Abstract
Introduction
Healthcare-associated infection is a major patient safety concern. Hand hygiene is widely thought to be the single most important measure to affect reductions but compliance is problematic. Producing policies that clearly outline the responsibilities of staff is seen as a key way to instil accountability and improve performance.
Objectives:
The purpose of this study is to examine the discourse of hand hygiene policies across 359 NHS Trusts in England and consider the implications for practice.
Method:
The data were examined by combining the techniques of corpus linguistics with critical discourse analysis to generate keywords and concordance lines and then to make an interpretation what this may mean for the healthcare worker.
Results:
High frequency words such as ‘must’, ‘should’, ‘will’, ‘responsible’, ‘compliance’ and ‘audit’ suggest a tone that is authoritative and unyielding.
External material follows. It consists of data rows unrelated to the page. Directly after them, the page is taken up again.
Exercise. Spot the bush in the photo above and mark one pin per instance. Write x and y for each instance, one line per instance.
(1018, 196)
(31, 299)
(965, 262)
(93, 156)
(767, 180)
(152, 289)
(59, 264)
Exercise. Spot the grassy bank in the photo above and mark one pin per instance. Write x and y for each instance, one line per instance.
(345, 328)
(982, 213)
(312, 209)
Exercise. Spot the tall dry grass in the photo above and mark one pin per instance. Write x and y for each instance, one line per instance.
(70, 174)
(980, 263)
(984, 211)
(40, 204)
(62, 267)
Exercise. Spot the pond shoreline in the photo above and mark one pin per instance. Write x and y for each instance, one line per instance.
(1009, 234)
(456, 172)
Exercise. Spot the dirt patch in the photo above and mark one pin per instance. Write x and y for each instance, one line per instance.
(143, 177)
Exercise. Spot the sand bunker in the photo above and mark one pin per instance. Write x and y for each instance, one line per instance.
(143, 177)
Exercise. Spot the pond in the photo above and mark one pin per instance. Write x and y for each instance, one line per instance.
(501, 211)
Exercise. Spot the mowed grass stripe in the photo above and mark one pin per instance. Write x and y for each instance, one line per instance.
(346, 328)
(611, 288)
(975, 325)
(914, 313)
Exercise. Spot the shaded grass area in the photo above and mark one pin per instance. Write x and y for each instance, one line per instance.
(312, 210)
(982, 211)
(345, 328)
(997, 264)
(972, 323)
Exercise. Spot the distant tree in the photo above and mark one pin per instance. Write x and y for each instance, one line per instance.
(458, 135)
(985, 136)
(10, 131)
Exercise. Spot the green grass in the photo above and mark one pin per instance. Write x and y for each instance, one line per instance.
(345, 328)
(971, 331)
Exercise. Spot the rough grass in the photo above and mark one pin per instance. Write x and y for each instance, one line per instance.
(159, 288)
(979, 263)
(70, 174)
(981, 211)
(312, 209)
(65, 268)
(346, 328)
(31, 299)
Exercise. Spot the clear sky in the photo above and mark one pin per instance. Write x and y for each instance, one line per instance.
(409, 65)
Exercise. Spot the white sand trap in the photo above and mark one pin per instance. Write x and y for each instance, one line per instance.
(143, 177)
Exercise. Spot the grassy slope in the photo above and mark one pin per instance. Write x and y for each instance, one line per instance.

This creates a fractured relationship between those who produce policies and the healthcare workers who need to comply with them.
Conclusion:
In their intentions to advance patient care policy, producers take little account of the messy, contextual factors that make the recommendations challenging to implement in daily practice. Firstly, Trusts should consider the use language that acknowledges the dynamic nature of practice and, secondly, cease using audit data as an indicator of performance as the conditions under which information is collected lacks reliability.